In a more efficient manner, this LPL material is relevant under ambient conditions and even in an aqueous medium. Thus, it could be utilized as inks and comfortably patterned onto various substrates for different applications (for example, lighting the emergency sign), as well as dispersed in epoxy resin for easily fabricating luminous pearl.

This work not only provides a very unique example of an OLPL system that displays an hour-level of strong afterglow, but it also paves the way for the development and application of rare-earth-free OLPL materials.

Additional studies verified the origin of this strong OLPL.

As the researchers suggested, “Notably, photo-induced electron transfer properties of CDs had been studied previously, which demonstrated that CDs can serve as either electron donors or electron acceptors. Given these findings, photo-induced CT and CS states might be obtained by properly designing CDs-organic molecule blends, consequently producing LPL.”

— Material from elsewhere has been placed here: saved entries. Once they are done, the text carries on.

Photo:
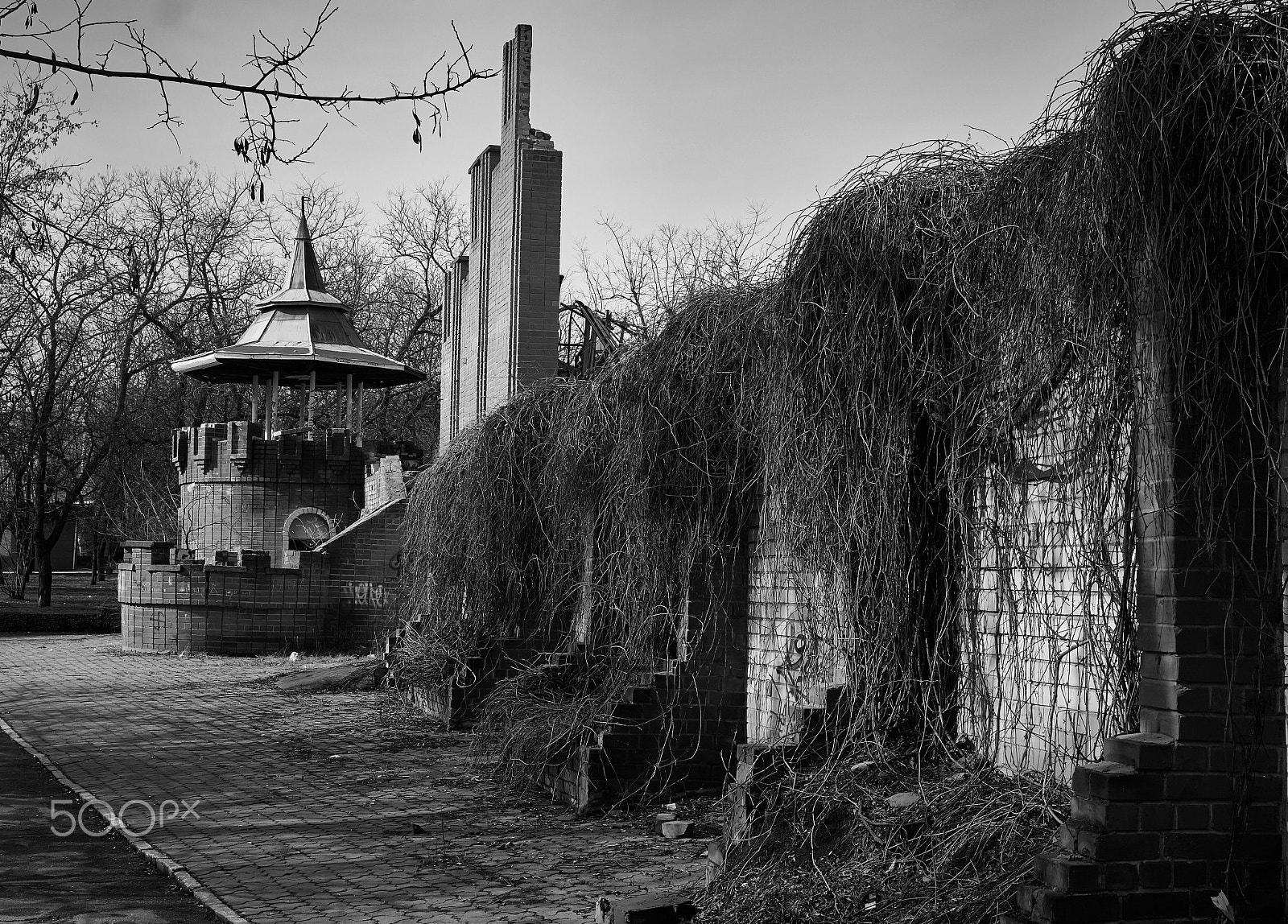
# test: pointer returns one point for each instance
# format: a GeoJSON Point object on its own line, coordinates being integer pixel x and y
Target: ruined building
{"type": "Point", "coordinates": [287, 528]}
{"type": "Point", "coordinates": [502, 307]}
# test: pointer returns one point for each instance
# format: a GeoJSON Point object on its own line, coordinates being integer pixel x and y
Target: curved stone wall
{"type": "Point", "coordinates": [240, 490]}
{"type": "Point", "coordinates": [246, 609]}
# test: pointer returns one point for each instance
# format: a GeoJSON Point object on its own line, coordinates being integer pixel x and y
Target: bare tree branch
{"type": "Point", "coordinates": [275, 77]}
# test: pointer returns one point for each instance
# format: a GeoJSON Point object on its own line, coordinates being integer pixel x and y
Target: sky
{"type": "Point", "coordinates": [667, 111]}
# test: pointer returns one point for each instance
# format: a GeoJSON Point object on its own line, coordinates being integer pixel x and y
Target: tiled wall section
{"type": "Point", "coordinates": [792, 661]}
{"type": "Point", "coordinates": [1043, 642]}
{"type": "Point", "coordinates": [245, 609]}
{"type": "Point", "coordinates": [238, 490]}
{"type": "Point", "coordinates": [365, 561]}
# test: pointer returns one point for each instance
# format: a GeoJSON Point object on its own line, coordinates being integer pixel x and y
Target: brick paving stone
{"type": "Point", "coordinates": [307, 799]}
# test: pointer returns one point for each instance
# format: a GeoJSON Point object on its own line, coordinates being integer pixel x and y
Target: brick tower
{"type": "Point", "coordinates": [259, 496]}
{"type": "Point", "coordinates": [502, 303]}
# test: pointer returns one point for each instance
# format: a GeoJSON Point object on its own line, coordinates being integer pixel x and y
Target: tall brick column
{"type": "Point", "coordinates": [1191, 807]}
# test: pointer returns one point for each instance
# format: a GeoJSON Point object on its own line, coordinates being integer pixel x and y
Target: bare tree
{"type": "Point", "coordinates": [641, 282]}
{"type": "Point", "coordinates": [74, 45]}
{"type": "Point", "coordinates": [135, 270]}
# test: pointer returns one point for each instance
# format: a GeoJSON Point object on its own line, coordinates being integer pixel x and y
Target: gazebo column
{"type": "Point", "coordinates": [270, 407]}
{"type": "Point", "coordinates": [358, 416]}
{"type": "Point", "coordinates": [348, 402]}
{"type": "Point", "coordinates": [308, 406]}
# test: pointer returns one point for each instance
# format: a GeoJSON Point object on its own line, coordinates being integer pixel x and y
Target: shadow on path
{"type": "Point", "coordinates": [77, 879]}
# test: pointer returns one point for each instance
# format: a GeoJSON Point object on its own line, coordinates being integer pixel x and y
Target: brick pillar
{"type": "Point", "coordinates": [1191, 806]}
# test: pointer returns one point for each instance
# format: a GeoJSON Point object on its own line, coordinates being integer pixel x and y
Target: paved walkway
{"type": "Point", "coordinates": [76, 879]}
{"type": "Point", "coordinates": [307, 802]}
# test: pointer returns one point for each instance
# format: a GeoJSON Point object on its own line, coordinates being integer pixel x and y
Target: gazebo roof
{"type": "Point", "coordinates": [300, 330]}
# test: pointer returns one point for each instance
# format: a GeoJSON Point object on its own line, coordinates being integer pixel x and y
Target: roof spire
{"type": "Point", "coordinates": [304, 266]}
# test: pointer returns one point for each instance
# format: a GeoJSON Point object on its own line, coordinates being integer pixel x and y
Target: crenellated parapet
{"type": "Point", "coordinates": [237, 451]}
{"type": "Point", "coordinates": [240, 490]}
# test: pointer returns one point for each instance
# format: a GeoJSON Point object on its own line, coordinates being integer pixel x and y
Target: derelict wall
{"type": "Point", "coordinates": [245, 609]}
{"type": "Point", "coordinates": [365, 563]}
{"type": "Point", "coordinates": [502, 304]}
{"type": "Point", "coordinates": [240, 490]}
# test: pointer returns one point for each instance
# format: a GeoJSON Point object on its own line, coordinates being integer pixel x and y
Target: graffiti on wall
{"type": "Point", "coordinates": [371, 593]}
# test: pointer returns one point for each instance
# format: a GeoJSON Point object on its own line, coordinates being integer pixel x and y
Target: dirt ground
{"type": "Point", "coordinates": [75, 606]}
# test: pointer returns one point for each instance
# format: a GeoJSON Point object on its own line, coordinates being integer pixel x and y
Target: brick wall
{"type": "Point", "coordinates": [502, 304]}
{"type": "Point", "coordinates": [1047, 667]}
{"type": "Point", "coordinates": [792, 661]}
{"type": "Point", "coordinates": [238, 490]}
{"type": "Point", "coordinates": [245, 609]}
{"type": "Point", "coordinates": [1191, 806]}
{"type": "Point", "coordinates": [365, 563]}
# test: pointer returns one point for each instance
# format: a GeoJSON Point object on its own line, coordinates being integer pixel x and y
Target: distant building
{"type": "Point", "coordinates": [502, 304]}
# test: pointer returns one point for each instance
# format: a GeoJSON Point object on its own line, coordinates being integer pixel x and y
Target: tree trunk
{"type": "Point", "coordinates": [44, 571]}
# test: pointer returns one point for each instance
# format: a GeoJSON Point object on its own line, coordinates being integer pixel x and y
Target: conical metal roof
{"type": "Point", "coordinates": [300, 330]}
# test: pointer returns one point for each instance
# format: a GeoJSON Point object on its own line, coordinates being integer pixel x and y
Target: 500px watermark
{"type": "Point", "coordinates": [64, 823]}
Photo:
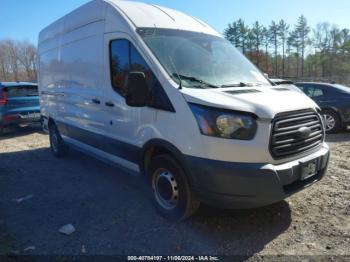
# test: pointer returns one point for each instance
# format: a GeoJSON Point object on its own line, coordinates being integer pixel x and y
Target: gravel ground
{"type": "Point", "coordinates": [112, 213]}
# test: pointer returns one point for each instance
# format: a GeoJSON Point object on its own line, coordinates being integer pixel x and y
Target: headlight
{"type": "Point", "coordinates": [225, 123]}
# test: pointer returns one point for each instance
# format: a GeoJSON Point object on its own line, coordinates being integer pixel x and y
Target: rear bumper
{"type": "Point", "coordinates": [246, 185]}
{"type": "Point", "coordinates": [20, 118]}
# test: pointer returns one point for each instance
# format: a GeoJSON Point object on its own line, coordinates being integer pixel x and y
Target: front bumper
{"type": "Point", "coordinates": [247, 185]}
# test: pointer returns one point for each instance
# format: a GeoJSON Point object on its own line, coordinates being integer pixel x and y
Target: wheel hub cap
{"type": "Point", "coordinates": [166, 189]}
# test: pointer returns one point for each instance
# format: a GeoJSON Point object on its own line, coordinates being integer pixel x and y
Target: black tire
{"type": "Point", "coordinates": [57, 145]}
{"type": "Point", "coordinates": [332, 121]}
{"type": "Point", "coordinates": [167, 178]}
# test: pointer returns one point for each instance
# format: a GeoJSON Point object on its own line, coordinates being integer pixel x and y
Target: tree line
{"type": "Point", "coordinates": [279, 49]}
{"type": "Point", "coordinates": [295, 51]}
{"type": "Point", "coordinates": [17, 61]}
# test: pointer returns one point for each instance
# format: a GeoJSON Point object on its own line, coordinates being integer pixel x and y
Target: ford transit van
{"type": "Point", "coordinates": [163, 95]}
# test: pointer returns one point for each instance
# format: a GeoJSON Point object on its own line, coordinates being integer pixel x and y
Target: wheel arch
{"type": "Point", "coordinates": [156, 147]}
{"type": "Point", "coordinates": [335, 110]}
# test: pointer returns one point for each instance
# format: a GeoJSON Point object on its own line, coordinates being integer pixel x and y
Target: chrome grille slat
{"type": "Point", "coordinates": [295, 131]}
{"type": "Point", "coordinates": [285, 136]}
{"type": "Point", "coordinates": [296, 126]}
{"type": "Point", "coordinates": [312, 135]}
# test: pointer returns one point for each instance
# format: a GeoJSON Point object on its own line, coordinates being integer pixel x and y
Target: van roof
{"type": "Point", "coordinates": [137, 13]}
{"type": "Point", "coordinates": [10, 84]}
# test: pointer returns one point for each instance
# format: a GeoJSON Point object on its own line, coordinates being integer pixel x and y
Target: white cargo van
{"type": "Point", "coordinates": [163, 95]}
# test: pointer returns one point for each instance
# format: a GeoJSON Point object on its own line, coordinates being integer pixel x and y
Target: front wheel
{"type": "Point", "coordinates": [58, 147]}
{"type": "Point", "coordinates": [331, 121]}
{"type": "Point", "coordinates": [172, 194]}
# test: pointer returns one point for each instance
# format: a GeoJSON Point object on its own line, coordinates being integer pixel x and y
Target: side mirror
{"type": "Point", "coordinates": [137, 93]}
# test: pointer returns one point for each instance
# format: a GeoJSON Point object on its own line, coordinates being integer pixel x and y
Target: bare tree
{"type": "Point", "coordinates": [17, 61]}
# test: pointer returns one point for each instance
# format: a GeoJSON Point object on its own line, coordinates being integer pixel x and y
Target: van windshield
{"type": "Point", "coordinates": [201, 60]}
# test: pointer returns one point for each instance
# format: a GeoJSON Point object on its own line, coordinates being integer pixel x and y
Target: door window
{"type": "Point", "coordinates": [314, 91]}
{"type": "Point", "coordinates": [125, 58]}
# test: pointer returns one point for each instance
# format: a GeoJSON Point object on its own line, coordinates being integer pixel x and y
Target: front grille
{"type": "Point", "coordinates": [287, 138]}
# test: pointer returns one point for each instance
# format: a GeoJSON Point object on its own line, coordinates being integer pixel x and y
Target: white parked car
{"type": "Point", "coordinates": [163, 95]}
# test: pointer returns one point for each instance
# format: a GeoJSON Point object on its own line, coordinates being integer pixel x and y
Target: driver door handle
{"type": "Point", "coordinates": [110, 104]}
{"type": "Point", "coordinates": [96, 101]}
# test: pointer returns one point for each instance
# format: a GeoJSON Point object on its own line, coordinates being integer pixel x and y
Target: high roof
{"type": "Point", "coordinates": [138, 15]}
{"type": "Point", "coordinates": [10, 84]}
{"type": "Point", "coordinates": [146, 15]}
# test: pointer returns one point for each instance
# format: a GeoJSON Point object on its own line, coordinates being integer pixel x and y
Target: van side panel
{"type": "Point", "coordinates": [74, 66]}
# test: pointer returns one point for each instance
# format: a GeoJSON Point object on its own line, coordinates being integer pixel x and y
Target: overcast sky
{"type": "Point", "coordinates": [23, 19]}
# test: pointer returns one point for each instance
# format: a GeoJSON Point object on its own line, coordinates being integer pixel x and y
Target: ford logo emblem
{"type": "Point", "coordinates": [304, 132]}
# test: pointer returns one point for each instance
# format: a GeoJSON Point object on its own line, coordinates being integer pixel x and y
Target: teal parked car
{"type": "Point", "coordinates": [19, 104]}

From the presence of CT and CS states verified by the systematic photophysical investigations, the LPL of m-CDs@CA originated from the exciplexes of m-CDs and CA. More significantly, the CA was in situ generated from urea during the microwave heating process and then bonded with m-CDs through C-N bond.

Such in situ fixing of CDs in CA crystals and the formation of a covalent bond between CA and m-CD play crucial roles in stiffening the micro-environment of CT and CS states of the exciplexes. Hence, it triggers LPL of m-CDs@CA and avoids its quenching from water and oxygen.

Thus, the scientists summarized that, “To realize such a purpose, the following conditions are needed to be considered: i) the energy levels of CDs and organic molecule should be fitted for electron transfer (i.e., the highest occupied molecular orbital (HOMO) and LUMO energy levels of donor being respectively higher than that of the acceptor);

“ii) CDs are better to be employed as the electron donors and immobilized into an appropriate electron-acceptor matrix, providing a rigid micro-environment to stabilize the CT and CS states; iii) formation of covalent bonds is preferred between the CDs and matrix molecule, so as to further stabilize the excited states and avoid quenching by oxygen and water.”

Such considerations could be preliminarily considered as the fundamental principles for developing and making CDs-based OLPL blends.

“This study developed a facile strategy to prepare OLPL materials that being applicable under ambient conditions, which could not only effectively expand the scope of CDs-related research and applications, but also offer a new idea for designing OLPL systems with robust features,” forecasted the researchers.